The need of protection felt by all colonists in new countries amid savage or barbarous people whom encroachment sooner or later makes hostile, leads them if possible to place their first trading posts and settlements on river islands, especially at the mouth of the streams, where a delta often affords the site required, and where the junction of ocean and river highway offers the best facilities for trade. A river island fixed the location of the English settlement at Jamestown in Virginia, the French at Montreal and New Orleans, the Dutch at Manhattan and Van Renssellær Island in the Hudson, the Swedes at Tinicum Island in the Delaware River a few miles below the mouth of the Schuylkill.[725] St. Louis, located on a delta island of the Senegal River, is one of the oldest European towns in West Africa;[726] and Bathurst, founded in 1618 on a similar site at the mouth of the Gambia, has for centuries now been the safe outlet for the trade of this stream.[727] Such island settlements at river mouths are a phenomenon of the outer edge of every coastal region; but inland stations for trade or military control also seek the protection of an island site. The Russians in the seventeenth century secured their downstream conquest of the Amur by a succession of river island forts,[728] which recall Colonel Byrd's early frontier post on an island in the Holston River, and George Rogers Clark's military stockade on Corn Island in the Ohio, which became the nucleus of the later city of Louisville.
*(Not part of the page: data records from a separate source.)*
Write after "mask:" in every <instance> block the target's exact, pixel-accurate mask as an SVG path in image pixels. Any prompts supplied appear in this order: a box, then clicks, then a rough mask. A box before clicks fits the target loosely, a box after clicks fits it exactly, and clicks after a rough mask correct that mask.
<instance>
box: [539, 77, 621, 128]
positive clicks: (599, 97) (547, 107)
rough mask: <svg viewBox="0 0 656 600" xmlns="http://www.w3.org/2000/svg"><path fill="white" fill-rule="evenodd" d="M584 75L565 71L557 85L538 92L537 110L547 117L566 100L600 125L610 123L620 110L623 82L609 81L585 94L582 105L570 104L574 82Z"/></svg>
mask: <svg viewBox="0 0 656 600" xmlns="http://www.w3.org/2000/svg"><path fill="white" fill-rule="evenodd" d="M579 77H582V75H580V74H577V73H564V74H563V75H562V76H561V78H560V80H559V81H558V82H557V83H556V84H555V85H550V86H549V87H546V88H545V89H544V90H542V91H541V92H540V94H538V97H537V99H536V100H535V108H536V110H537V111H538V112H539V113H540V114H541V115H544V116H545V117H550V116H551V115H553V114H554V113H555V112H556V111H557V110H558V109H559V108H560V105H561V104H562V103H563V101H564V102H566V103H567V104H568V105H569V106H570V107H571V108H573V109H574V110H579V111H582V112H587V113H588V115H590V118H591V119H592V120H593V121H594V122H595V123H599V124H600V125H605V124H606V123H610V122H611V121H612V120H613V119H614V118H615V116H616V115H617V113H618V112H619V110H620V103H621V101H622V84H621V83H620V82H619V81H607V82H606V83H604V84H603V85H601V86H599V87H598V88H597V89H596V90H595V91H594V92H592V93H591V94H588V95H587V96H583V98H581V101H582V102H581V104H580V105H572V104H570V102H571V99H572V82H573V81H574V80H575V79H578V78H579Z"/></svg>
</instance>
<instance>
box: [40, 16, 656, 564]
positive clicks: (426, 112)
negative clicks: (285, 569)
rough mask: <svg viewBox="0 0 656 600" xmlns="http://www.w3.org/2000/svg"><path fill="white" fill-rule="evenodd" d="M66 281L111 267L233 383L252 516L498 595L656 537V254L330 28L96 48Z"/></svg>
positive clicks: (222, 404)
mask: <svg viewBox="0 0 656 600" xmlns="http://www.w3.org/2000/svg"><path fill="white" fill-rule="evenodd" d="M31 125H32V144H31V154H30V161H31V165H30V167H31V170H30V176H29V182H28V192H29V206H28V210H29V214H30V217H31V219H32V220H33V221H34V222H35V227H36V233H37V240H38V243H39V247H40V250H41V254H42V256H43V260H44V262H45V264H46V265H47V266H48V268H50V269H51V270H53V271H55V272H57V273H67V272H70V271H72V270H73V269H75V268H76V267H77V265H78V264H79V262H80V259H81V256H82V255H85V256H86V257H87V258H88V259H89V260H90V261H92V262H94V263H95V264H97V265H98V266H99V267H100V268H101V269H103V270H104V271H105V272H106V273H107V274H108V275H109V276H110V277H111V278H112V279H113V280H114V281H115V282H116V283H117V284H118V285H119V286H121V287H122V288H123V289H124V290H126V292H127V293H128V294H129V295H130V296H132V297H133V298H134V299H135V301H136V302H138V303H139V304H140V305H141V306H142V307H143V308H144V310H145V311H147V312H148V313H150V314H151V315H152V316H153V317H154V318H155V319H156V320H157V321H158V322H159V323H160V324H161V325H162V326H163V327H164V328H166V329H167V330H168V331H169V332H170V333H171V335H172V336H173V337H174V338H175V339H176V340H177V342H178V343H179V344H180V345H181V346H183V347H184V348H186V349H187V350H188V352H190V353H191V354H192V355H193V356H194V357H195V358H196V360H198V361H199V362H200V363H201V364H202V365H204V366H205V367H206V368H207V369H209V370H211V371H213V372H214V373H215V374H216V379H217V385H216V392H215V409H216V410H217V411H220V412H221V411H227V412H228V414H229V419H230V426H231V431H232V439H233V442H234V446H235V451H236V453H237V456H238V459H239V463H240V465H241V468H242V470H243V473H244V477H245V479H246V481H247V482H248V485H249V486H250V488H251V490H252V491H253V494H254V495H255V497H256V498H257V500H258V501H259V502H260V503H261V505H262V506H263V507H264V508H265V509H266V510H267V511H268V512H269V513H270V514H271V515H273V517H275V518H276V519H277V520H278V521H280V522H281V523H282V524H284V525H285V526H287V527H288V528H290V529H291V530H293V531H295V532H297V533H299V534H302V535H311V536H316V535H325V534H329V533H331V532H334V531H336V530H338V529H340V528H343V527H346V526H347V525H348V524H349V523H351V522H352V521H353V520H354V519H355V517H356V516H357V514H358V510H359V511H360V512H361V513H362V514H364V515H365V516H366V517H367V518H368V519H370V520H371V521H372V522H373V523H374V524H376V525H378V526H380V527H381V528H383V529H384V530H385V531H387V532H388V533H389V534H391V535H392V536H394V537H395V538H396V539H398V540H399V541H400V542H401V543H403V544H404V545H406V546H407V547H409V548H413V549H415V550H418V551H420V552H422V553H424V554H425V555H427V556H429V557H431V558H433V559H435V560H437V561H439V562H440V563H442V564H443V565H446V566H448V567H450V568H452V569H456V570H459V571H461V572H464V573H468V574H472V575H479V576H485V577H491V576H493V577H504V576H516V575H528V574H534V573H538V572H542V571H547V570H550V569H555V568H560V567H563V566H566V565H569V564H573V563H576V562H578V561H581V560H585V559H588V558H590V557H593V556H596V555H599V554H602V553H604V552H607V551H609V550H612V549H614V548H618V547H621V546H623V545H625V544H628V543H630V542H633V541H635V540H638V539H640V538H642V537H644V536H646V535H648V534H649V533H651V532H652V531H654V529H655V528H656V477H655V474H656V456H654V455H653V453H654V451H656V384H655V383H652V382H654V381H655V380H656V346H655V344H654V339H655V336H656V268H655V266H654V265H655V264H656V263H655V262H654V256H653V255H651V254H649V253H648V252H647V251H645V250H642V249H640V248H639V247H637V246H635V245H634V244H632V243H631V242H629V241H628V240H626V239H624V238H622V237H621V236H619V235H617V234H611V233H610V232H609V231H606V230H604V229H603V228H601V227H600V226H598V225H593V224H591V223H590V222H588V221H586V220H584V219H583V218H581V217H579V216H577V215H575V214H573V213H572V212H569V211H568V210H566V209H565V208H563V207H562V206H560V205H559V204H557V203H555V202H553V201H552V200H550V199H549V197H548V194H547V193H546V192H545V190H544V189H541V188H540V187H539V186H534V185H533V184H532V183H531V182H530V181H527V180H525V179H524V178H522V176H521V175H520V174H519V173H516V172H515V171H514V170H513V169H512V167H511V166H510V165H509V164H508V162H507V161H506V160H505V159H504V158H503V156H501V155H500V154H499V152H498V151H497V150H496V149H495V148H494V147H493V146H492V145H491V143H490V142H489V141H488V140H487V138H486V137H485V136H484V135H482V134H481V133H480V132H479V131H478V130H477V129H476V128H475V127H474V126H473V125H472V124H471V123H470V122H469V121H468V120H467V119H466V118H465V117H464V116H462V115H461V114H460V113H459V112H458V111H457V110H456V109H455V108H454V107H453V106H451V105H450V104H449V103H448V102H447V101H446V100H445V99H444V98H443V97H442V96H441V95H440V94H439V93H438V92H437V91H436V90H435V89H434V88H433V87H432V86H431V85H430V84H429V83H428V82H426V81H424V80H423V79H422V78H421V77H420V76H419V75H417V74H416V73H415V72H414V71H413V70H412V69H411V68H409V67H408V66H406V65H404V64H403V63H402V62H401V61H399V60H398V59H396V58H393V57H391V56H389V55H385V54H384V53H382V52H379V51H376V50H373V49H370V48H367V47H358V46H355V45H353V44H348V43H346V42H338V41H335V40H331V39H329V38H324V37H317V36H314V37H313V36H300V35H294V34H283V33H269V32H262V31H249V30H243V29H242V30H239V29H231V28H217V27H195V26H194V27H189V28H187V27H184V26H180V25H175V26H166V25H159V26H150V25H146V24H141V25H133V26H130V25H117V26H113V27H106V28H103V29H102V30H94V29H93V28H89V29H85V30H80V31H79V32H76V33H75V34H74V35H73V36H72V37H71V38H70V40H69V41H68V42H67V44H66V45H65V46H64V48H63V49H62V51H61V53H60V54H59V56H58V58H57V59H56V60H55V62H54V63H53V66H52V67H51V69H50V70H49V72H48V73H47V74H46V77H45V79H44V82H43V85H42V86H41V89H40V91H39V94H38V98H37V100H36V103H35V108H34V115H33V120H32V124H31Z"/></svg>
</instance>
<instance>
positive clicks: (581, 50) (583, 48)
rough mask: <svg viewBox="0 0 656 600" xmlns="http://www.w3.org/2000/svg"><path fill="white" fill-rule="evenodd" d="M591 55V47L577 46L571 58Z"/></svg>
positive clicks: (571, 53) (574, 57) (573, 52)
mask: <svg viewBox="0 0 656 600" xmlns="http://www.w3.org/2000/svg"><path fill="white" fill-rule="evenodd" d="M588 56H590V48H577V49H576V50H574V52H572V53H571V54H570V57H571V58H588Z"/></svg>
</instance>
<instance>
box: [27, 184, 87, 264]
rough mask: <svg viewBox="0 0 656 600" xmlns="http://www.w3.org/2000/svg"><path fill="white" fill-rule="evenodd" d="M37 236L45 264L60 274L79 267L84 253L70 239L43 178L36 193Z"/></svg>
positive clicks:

Swamps as barriers and boundaries.
More effective than rivers in the protection which they afford are swamps. Neither solid land nor navigable water, their sluggish, passive surface raises an obstacle of pure inertia to the movements of mankind. Hence they form one of those natural boundaries that segregate. In southern England, Ronmey Marsh, reinforced by the Wealden Forest, fixed the western boundary of the ancient Saxon kingdom of Kent by blocking expansion in that direction, just as the bordering swamps of the Lea and Colne rivers formed the eastern and western boundaries of Middlesex.[729] The Fenland of the Wash, which extended in Saxon days from the highland about Lincoln south to Cambridge and Newmarket, served to hem in the Angles of Norfolk and Suffolk on the west, so that the occupation of the interior was left to later bands who entered by the estuaries of the Humber and Forth.[730] In northern Germany, the low cross valleys of the Spree, Havel and Netze rivers, bordered by alder swamps, were long a serious obstacle to communication, and therefore became boundaries of districts,[731] just as the Bourtanger Moor drew the dividing line between Holland and Hanover.